Rep. Sanders is even more explicit: “it is likely that the day after reimportation passes, the pharmaceutical industry will lower their prices in the United States to the same level that they sell their products worldwide.” But why stop at Canada? Mexico has lower prices. Or, better yet, look to Congo or Afghanistan, known hotbeds of pharmaceutical research.
The situation obviously is not fair to Americans. However, U.S. citizens are not paying higher prices to subsidize foreign consumers. Pharmaceutical companies base their prices on local supply and demand. As long as they can cover the marginal cost of marketing an additional pill overseas, they will do so; they will not sell at a loss overseas no matter how profitable the domestic market. And if they could charge more in the U.S. they would do so, irrespective of foreign opportunities. National markets operate independently of one another.
In practice, uniform international prices would be impossible to maintain. Exchange rate vagaries would quickly create price differentials. Trying to maintain uniformity would not only be administratively difficult; it would be economically suicidal, since no business can ignore the economic conditions of the market within which it is selling.
Indeed, forcing firms to choose between sales in the U.S. and foreign nations would encourage drugmakers to stop selling overseas rather than dump drugs at distress prices in America, their largest market.

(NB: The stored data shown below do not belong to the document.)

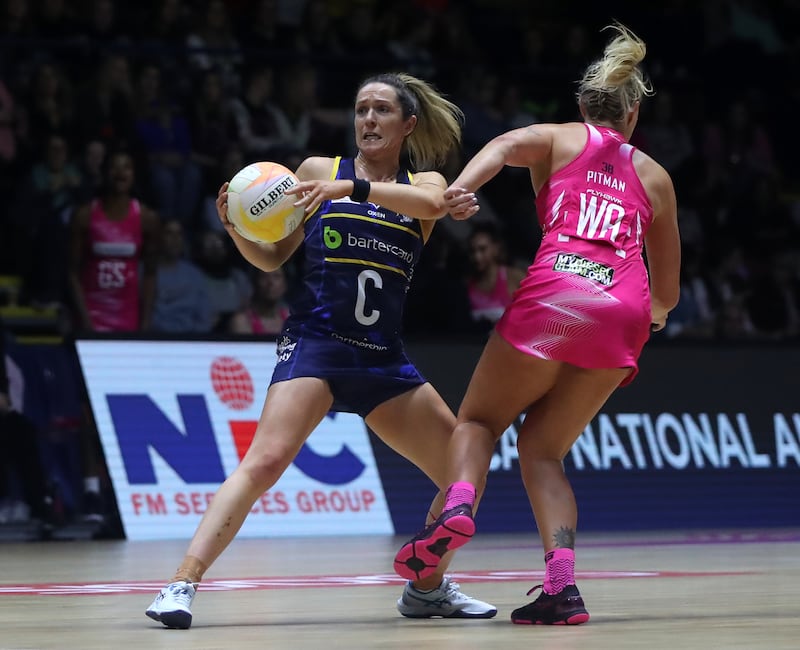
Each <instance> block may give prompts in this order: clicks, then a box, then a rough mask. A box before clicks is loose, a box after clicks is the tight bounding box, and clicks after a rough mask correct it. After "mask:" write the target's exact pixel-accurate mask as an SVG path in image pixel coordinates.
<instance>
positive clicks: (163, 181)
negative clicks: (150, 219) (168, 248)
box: [136, 64, 202, 230]
mask: <svg viewBox="0 0 800 650" xmlns="http://www.w3.org/2000/svg"><path fill="white" fill-rule="evenodd" d="M137 88H138V90H137V99H138V103H139V108H138V111H137V115H136V132H137V134H138V144H139V146H140V147H141V148H142V149H143V151H144V154H145V157H146V158H145V159H146V163H147V169H148V170H149V172H150V178H149V180H150V184H151V187H152V190H153V198H154V200H155V209H156V210H157V211H158V212H159V213H160V214H163V215H168V216H170V217H173V218H175V219H179V220H180V221H181V223H183V224H184V226H185V227H186V229H187V230H193V228H194V225H195V220H196V217H197V213H198V209H199V207H200V197H201V188H202V172H201V170H200V167H199V166H198V164H197V163H196V162H195V160H194V159H193V155H192V154H193V145H192V133H191V129H190V127H189V121H188V120H187V118H186V116H185V115H184V114H183V112H182V111H181V110H180V106H179V105H178V104H177V103H175V102H174V101H173V99H172V97H170V95H169V91H168V90H167V89H165V88H164V87H163V81H162V77H161V69H160V67H159V66H158V65H155V64H148V65H145V66H144V68H142V70H141V72H140V74H139V83H138V87H137Z"/></svg>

Overseas customers would have access to fewer medicines; U.S. manufacturers would lose sales and revenue; Americans would bear an even greater relative burden of global R&D expenditures.
Thus, reimportation could work only by forcing companies to sell to foreign retailers at lower prices. For instance, Glaxo is cutting off Canadian pharmacies that ship south of the border to prevent reimportation. Which is why Americans hoping for a free, or at least a reduced cost, lunch are so upset. They really want regulation. Reimportation does not reflect free trade; it is the antithesis of free trade.
Pharmaceuticals are expensive. So Congress should “take a stand for affordable prescription drugs,” says Rep. Gutknecht. But doctors’ visits, heart‐bypass operations, cancer treatments, and hospital stays also are expensive. Before Americans complain about the price of drugs, they should remember the benefits they are receiving.
Nor is reimportation an answer to rising pharmaceutical costs. In the name of free trade Washington would join other countries in confiscating the wealth of drugmakers. Companies might have little choice but to continue providing their existing wares for less. Firms would not, however, have the same incentive to make new medicines. Which means future Americans would live shorter, more sickly lives. For there are no foreign markets off of which Americans could free ride.